To get the MLE, we will find where the first derivative is equal to zero:
$\large \frac{\partial [ H \operatorname{log} p + T \operatorname{log}(1-p)]}{\partial p}=\small 0$
And this is true for:
$\large \frac{H}{p} = \frac{T}{1-p}$
So:
$\large p_{\small \text{MLE}} = \frac{H}{T+H}$
We could intuitively get the same conclusion, let’s say we have some tossing events:
$\mathcal{T}=\{h, h, h, t, t, h, t, t, t, h, t \}$, where $\mathcal{T}$ is our set of tosses with $n = T + H = 11$ elements, and the number of heads is $H = 5$. Just based on this example:
$\large p_{\small \text{MLE}}$ is ${H \over {T+H}} = {5 \over 11}$.
Addendum
Bernoulli distribution
Bernoulli distribution is a distribution for a single binary random variable $X$ with state $x \in{0,1}$. It is governed by a single continuous parameter $\mu \in[0,1]$ that represents the probability of $X=1 .$ The Bernoulli distribution $\operatorname{Ber}(\mu)$ is defined as:
\[\begin{aligned} p(x \mid \mu) &=\mu^{x}(1-\mu)^{1-x}, \quad x \in\{0,1\}, \\ \mathbb{E}[x] &=\mu, \\ \mathbb{V}[x] &=\mu(1-\mu) \end{aligned}\]where $\mathbb{E}[x]$ and $\mathbb{V}[x]$ are the mean and variance of the binary random variable $X$.
Binomial distribution
Binomial distribution is generalization of the Bernoulli distribution.
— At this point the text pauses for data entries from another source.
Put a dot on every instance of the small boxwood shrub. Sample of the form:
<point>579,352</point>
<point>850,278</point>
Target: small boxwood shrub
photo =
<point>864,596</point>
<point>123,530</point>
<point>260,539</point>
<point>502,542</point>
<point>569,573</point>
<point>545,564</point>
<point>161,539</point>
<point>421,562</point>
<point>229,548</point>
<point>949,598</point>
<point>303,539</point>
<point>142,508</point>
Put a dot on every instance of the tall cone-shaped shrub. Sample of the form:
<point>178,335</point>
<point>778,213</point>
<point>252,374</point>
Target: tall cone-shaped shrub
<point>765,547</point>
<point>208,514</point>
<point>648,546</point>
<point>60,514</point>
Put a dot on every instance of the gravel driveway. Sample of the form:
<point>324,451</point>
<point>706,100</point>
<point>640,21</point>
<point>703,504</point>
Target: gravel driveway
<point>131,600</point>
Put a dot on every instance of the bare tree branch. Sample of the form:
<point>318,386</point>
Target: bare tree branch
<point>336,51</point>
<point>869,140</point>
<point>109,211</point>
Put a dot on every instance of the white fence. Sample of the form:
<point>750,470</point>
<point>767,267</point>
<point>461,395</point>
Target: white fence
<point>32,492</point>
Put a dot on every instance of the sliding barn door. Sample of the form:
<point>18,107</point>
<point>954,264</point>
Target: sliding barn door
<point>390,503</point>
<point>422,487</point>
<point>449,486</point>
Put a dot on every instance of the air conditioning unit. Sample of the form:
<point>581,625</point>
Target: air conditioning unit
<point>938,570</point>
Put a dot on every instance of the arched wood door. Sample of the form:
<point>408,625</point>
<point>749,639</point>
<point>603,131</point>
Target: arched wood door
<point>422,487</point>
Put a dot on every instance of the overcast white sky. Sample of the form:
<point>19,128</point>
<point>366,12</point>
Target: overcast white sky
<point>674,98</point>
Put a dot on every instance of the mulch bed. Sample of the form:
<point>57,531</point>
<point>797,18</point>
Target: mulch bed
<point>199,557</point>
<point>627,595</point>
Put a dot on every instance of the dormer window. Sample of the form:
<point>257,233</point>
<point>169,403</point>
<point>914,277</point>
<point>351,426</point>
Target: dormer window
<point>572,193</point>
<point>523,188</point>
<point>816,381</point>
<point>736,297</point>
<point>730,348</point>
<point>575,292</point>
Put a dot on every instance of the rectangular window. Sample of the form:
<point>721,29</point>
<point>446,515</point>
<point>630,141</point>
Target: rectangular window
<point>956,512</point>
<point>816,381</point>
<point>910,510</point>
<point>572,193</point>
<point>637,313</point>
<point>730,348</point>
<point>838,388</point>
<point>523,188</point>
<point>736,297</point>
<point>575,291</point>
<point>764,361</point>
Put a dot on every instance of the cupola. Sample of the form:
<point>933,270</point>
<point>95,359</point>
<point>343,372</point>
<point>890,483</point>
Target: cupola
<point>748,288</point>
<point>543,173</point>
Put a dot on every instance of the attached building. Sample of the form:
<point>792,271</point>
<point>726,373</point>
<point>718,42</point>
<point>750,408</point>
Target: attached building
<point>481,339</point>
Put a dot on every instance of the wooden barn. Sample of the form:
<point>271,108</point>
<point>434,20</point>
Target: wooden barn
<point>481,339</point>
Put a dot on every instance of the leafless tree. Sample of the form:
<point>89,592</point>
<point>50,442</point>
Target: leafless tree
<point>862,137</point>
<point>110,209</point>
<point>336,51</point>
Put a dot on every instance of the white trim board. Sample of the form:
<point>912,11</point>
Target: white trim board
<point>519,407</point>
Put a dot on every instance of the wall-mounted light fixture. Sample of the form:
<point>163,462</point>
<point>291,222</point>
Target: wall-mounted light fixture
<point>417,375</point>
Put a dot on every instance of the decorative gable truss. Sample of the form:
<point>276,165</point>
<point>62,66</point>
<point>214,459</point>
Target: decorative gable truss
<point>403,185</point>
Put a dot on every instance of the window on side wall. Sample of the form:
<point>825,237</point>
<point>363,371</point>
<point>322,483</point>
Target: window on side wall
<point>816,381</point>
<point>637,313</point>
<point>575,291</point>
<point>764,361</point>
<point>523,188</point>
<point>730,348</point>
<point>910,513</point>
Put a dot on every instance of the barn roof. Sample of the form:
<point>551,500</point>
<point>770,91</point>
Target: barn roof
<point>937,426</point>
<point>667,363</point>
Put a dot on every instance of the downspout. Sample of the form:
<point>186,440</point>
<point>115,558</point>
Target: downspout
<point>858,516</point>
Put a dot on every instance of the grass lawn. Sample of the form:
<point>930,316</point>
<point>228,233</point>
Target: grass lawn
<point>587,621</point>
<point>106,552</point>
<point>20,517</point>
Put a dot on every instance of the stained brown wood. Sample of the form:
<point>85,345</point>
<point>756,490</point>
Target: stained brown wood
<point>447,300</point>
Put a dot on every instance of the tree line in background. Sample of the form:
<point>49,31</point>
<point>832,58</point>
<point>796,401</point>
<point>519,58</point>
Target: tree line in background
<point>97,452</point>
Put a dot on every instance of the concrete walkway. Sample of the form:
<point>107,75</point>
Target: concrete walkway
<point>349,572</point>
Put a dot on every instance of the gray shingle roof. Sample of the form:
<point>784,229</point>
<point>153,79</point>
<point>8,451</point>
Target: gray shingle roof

In particular, the Binomial can be used to describe the probability of observing $m$ occurrences of $X=1$ in a set of $N$ samples (number of trials) from a Bernoulli distribution where $p(X=1)=\mu \in[0,1] .$ The Binomial distribution $\operatorname{Bin}(N, \mu)$ is defined as:
\[\begin{aligned} p(x \mid N, \mu, m) &=\left(\begin{array}{c} N \\ m \end{array}\right) \mu^{m}(1-\mu)^{N-m} \\ \mathbb{E}[x] &=N \mu \\ \mathbb{V}[x] &=N \mu(1-\mu) \end{aligned}\]where $\mathbb{E}[x]$ and $\mathbb{V}[x]$ are the mean and variance of $m$, respectively.